CUDA: bad performance with shared memory and no parallelism

I'm trying to exploit shared memory in this kernel function, but the performance are not as good as I was expecting. This function is called many times in my application (about 1000 times or more), so I was thinking to exploit shared memory to avoid the memory latency. But something is wrong apparently because my application became really slow since i'm using shared memory.
This is the kernel:

__global__ void AndBitwiseOperation(int* _memory_device, int b1_size, int* b1_memory, int* b2_memory){
int j = 0;

// index GPU - Transaction-wise
unsigned int i = blockIdx.x * blockDim.x + threadIdx.x;
unsigned int tid = threadIdx.x;

// shared variable
extern __shared__ int shared_memory_data[];
extern __shared__ int shared_b1_data[];
extern __shared__ int shared_b2_data[];

// copy from global memory into shared memory and sync threads
shared_b1_data[tid] = b1_memory[tid];
shared_b2_data[tid] = b2_memory[tid];
__syncthreads();

// AND each int bitwise
for(j = 0; j < b1_size; j++)
    shared_memory_data[tid] = (shared_b1_data[tid] & shared_b2_data[tid]);

// write result for this block to global memory
_memory_device[i] = shared_memory_data[i];
}

The shared variables are declared extern because I don't know the size of b1 and b2 since they depend from the number of customer that I can only know at runtime (but both have the same size all the times).
This is how I call the kernel:

void Bitmap::And(const Bitmap &b1, const Bitmap &b2)
{

int* _memory_device;
int* b1_memory;
int* b2_memory;

int b1_size = b1.getIntSize();

// allocate memory on GPU
(cudaMalloc((void **)&b1_memory,  _memSizeInt * SIZE_UINT));
(cudaMalloc((void **)&b2_memory,  _memSizeInt * SIZE_UINT));
(cudaMalloc((void **)&_memory_device,  _memSizeInt * SIZE_UINT));

// copy values on GPU
(cudaMemcpy(b1_memory, b1._memory, _memSizeInt * SIZE_UINT, cudaMemcpyHostToDevice ));
(cudaMemcpy(b2_memory, b2._memory, _memSizeInt * SIZE_UINT, cudaMemcpyHostToDevice ));
(cudaMemcpy(_memory_device, _memory, _memSizeInt * SIZE_UINT, cudaMemcpyHostToDevice ));

dim3 dimBlock(1, 1);
dim3 dimGrid(1, 1);

AndBitwiseOperation<<<dimGrid, dimBlock>>>(_memory_device, b1_size, b1_memory, b2_memory);

// return values
(cudaMemcpy(_memory, _memory_device, _memSizeInt * SIZE_UINT, cudaMemcpyDeviceToHost ));

// Free Memory
(cudaFree(b1_memory));
(cudaFree(b2_memory));
(cudaFree(_memory_device));
}

b1 and b2 are bitmaps with 4 bits for each element. The number of elements depend from the number of customers. Also, I have problem with the kernel's parameters, because if I add some blocks or threads, the AndBitwiseOperation() is not giving me the correct result. With just 1 block and 1 thread per block the result is correct but the kernel is not in parallel.
Every advice is welcomed :)
Thank you

I did not really understood what your kernel wants to do.

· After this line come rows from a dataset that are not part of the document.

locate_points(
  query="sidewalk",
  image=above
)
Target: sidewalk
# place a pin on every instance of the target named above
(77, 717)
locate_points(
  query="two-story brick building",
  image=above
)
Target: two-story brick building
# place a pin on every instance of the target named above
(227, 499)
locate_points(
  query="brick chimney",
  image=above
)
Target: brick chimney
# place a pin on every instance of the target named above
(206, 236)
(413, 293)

You should read more about CUDA and GPU programming.

I tried to point out some of the mistakes.

Shared memory (sm) should reduce global memory reads. Analyze your global memory (gm) read and write operations per thread.

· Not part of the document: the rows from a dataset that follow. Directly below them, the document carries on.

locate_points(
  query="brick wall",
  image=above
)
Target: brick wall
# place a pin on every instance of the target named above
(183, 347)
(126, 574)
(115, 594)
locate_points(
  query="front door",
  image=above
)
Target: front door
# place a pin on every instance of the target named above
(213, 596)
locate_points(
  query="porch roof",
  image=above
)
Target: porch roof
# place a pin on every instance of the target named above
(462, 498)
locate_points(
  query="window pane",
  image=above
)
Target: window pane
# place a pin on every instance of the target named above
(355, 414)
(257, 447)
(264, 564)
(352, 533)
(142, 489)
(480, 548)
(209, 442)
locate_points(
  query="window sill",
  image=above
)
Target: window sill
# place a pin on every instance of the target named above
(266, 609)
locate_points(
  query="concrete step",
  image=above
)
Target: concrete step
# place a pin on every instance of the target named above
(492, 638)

a. You read global memory two times and write sm two times
b. (nonsense loop ignored, no use of index) you read two times sn and write once sm
c. you read once sm and write once gm

So in total you have nothing gained. You could directly use the global memory.
You use all threads to write out one value at the block index "i". You should only use one thread to write this data out.
It makes no sense outputing the same data by multiple threads which will get serialized.
You use a loop and don't use the loop counter at all.
You write at "tid" and read at "i" randomly.
This assignement is overhead.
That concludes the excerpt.